Own a recommendation:
- If it's a bug: "Roll back the deployment immediately. Estimated fix time is X hours. Estimated impact at current rate is $Y/hour of continued outage."
- If it's a feature regression: "Disable the feature flag. Scope the full user impact before re-enabling. Schedule post-mortem."
- If it's external/seasonal: "No action required. Set up an alert for the same pattern next season. Update the DAU forecast model."
- If it's still unclear: "I need 2 more days of data to confirm. In the meantime, I'd monitor hourly and escalate if the drop accelerates."
Scenario Type → Tailored Approach
| Scenario Type | First Check | Key Hypotheses | Diagnostic Segmentation | Recommendation Type |
|---|---|---|---|---|
| DAU / engagement drop | Data pipeline integrity | Deploy, seasonality, competitor, logging bug | Platform, geo, user cohort, time of day | Rollback / investigate / monitor |
| Model performance drop | Score distribution shift (data drift) | Feature drift, label drift, upstream data change, model bug | Feature importance, slice analysis, recent data | Retrain / rollback / alert |
| Ship-or-not A/B test | Experiment validity (SRM, novelty effects) | Primary metric lift vs counter-metric drop, long-term effects | User segments, device types, exposure duration | Ship / iterate / don't ship + why |
| P0 incident | Service health (error rates, latency, on-call alerts) | Recent deploys, dependency failures, traffic spikes | Error codes, affected endpoints, dependency SLOs | Rollback / scale / escalate + timeline |
| Metric design | Existing metrics coverage and gaps | Leading vs lagging indicators, gaming risk, sensitivity | User journey stages, team ownership boundaries | Define guardrail + northstar + diagnostic metrics |
Common Mistakes in Scenario Questions
Mistake 1: Jumping to queries before forming hypotheses. "I'd query DAU by platform" is not structured — it's a guess. The interviewer wants to see you build a hypothesis first, then explain why that segmentation tests it.

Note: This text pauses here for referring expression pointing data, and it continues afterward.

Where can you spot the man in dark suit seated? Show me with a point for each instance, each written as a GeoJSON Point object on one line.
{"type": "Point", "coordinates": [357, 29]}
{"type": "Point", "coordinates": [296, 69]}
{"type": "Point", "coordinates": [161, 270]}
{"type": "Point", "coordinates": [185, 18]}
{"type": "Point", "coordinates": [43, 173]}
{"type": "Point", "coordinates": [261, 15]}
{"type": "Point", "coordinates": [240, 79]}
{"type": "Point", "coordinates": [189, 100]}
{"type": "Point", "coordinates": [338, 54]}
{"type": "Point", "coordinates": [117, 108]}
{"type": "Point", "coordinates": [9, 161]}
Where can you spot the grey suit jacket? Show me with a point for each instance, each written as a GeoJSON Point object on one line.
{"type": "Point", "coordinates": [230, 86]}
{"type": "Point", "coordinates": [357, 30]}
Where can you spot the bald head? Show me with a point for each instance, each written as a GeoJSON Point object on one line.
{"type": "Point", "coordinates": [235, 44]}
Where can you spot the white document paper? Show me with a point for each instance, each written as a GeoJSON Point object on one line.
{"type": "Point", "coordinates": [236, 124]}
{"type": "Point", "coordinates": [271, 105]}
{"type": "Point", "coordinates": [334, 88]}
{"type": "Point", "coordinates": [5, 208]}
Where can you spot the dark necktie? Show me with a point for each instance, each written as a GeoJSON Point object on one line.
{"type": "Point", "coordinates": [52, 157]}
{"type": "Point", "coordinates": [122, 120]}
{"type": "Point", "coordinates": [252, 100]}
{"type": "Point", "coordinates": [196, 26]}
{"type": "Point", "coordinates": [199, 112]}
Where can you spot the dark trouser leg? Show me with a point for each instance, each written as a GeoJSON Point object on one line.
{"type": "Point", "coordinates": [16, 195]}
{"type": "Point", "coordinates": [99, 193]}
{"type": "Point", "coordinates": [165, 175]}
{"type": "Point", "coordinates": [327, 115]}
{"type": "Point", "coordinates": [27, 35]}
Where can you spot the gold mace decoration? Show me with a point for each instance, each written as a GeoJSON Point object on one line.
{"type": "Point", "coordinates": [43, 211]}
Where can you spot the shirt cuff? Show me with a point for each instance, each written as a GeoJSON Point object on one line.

Mistake 2: Not checking the data pipeline first. About 30–40% of apparent metric drops are instrumentation failures. Skipping this step makes you look like you've never dealt with production data.
Mistake 3: Stopping at root cause without a recommendation. "The checkout drop was caused by the new address validation modal" is incomplete. The answer is: "...so I'd recommend rolling back the modal, validating address client-side instead, and re-running the A/B test with the fix."
Mistake 4: Proposing only one hypothesis. Experienced analysts know there are always multiple potential causes. Listing 3–5 hypotheses before narrowing shows breadth.
Mistake 5: Ignoring uncertainty. If you're not sure, say so: "I'd want to see another 24 hours of data before concluding this is a real drop vs. noise." Acknowledging uncertainty is a sign of statistical maturity, not weakness.
Scenario Question Interview Template
Opening (30 seconds): Restate the problem in your own words. Clarify the magnitude and timeline. "So DAU dropped 15% starting yesterday at 5pm — is that 15% relative to the prior day or the weekly average? And which platforms are we seeing this on?"
Step through DIAGNOSE out loud:
- "First I'd verify the data is accurate — check the pipeline..."
- "Assuming data is good, here's my hypothesis tree..."
- "I'd start with the deployment hypothesis because it's highest probability. The query I'd run is..."
- "Based on that, I'd narrow to... and my recommendation is..."
- "Open questions I'd want to validate are..."
Time management: spend ~30% of the interview on hypothesis formation, ~40% on investigation logic, ~30% on recommendation. Don't get so deep into one hypothesis that you never make a recommendation.